Die zyprischen Behörden weisen darauf hin, dass die Haushaltsentwicklung robust bleibt und die Überschreitung des Referenzwerts von 3 % des BIP 2018 vollständig den vorübergehenden Unterstützungsmaßnahmen der Regierung zugunsten der Cyprus Cooperative Bank zuzuschreiben war. Darüber hinaus wurden die einmaligen Maßnahmen, die der Cyprus Cooperative Bank zugute kamen, aus Gründen der Finanzstabilität als notwendig erachtet, da sie den Ausstieg der Bank aus dem Finanzmarkt durch eine geordnete Abwicklung und den Verkauf eines Teils der Bankaktivitäten an ein anderes Bankinstitut erleichtert haben.
Konkret stellen die Behörden fest, dass die 2018 zu beobachtende Verschlechterung der allgemeinen Haushaltslage von einem Überschuss von 1,8 % des BIP im Jahr 2017 auf ein Defizit von 4,8 % des BIP 2018 ausschließlich auf die einmaligen Stützungsmaßnahmen für die Cyprus Cooperative Bank zurückzuführen war. Die Behörden weisen außerdem darauf hin, dass der gesamtstaatliche Saldo 2018 ohne Berücksichtigung dieser einmaligen Maßnahmen einen Überschuss von rund 3,4 % des BIP aufwies und im Vorjahresvergleich eine Verbesserung um 1,6 BIP-Prozentpunkte sowie eine positive Abweichung um 0,5 % BIP-Prozentpunkte von dem in der Übersicht über die Haushaltsplanung 2019 festgelegten Ziel zu verzeichnen war. Der gesamtstaatliche Saldo verbesserte sich 2018; der Überschuss, der 2017 noch bei 1,3 % gelegen hatte, stieg auf 2 % des BIP.
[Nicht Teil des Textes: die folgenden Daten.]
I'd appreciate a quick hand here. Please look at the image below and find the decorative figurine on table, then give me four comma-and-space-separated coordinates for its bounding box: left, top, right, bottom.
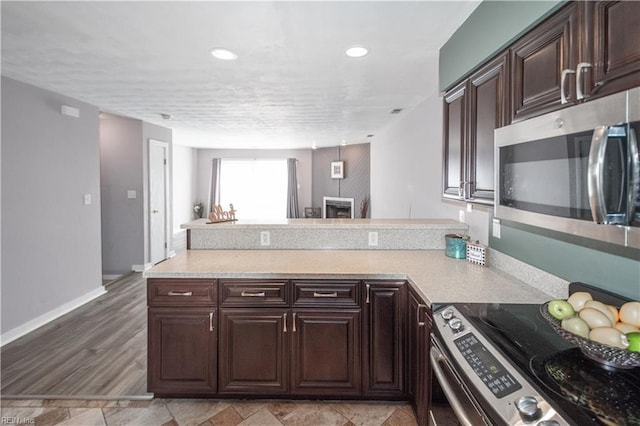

Schließlich wird in dem Schreiben festgehalten, dass das gesamtstaatliche Defizit 2019 korrigiert werden dürfte. Insbesondere wird der gesamtstaatliche Saldo 2019 voraussichtlich wieder einen Überschuss von rund 3 % des BIP und 2020 einen Überschuss von mehr 2,8 % des BIP aufweisen, was die sich normalisierende Wirtschaftsaktivität und die verbesserte Lage am Arbeitsmarkt widerspiegelt. In dem Schreiben wird angeführt, dass der strukturelle Saldo im Zeitraum 2019-2020 weiterhin bei einem Überschuss liegen dürfte, womit das mittelfristige Haushaltsziel übertroffen wird.
5. Schlussfolgerungen
Der öffentliche Bruttoschuldenstand bewegt sich seit dem Jahr 2011 oberhalb des Referenzwerts von 60 % des BIP und lag im Jahr 2018 bei 102,5 % des BIP. In der Frühjahrsprognose 2019 der Kommission und im Stabilitätsprogramm wird von einem stetigen Schuldenabbau im Jahr 2019 ausgegangen, sodass der Schuldenstand auf unter 100 % des BIP sinken dürfte. Zypern hat die Übergangsregelung für den Schuldenabbau im Jahr 2018 erfüllt und wird den Richtwert für den Schuldenabbau in den Jahren 2019 und 2020 voraussichtlich einhalten. Dies führt zu dem Schluss, dass das Schuldenstandskriterium des Vertrags erfüllt ist.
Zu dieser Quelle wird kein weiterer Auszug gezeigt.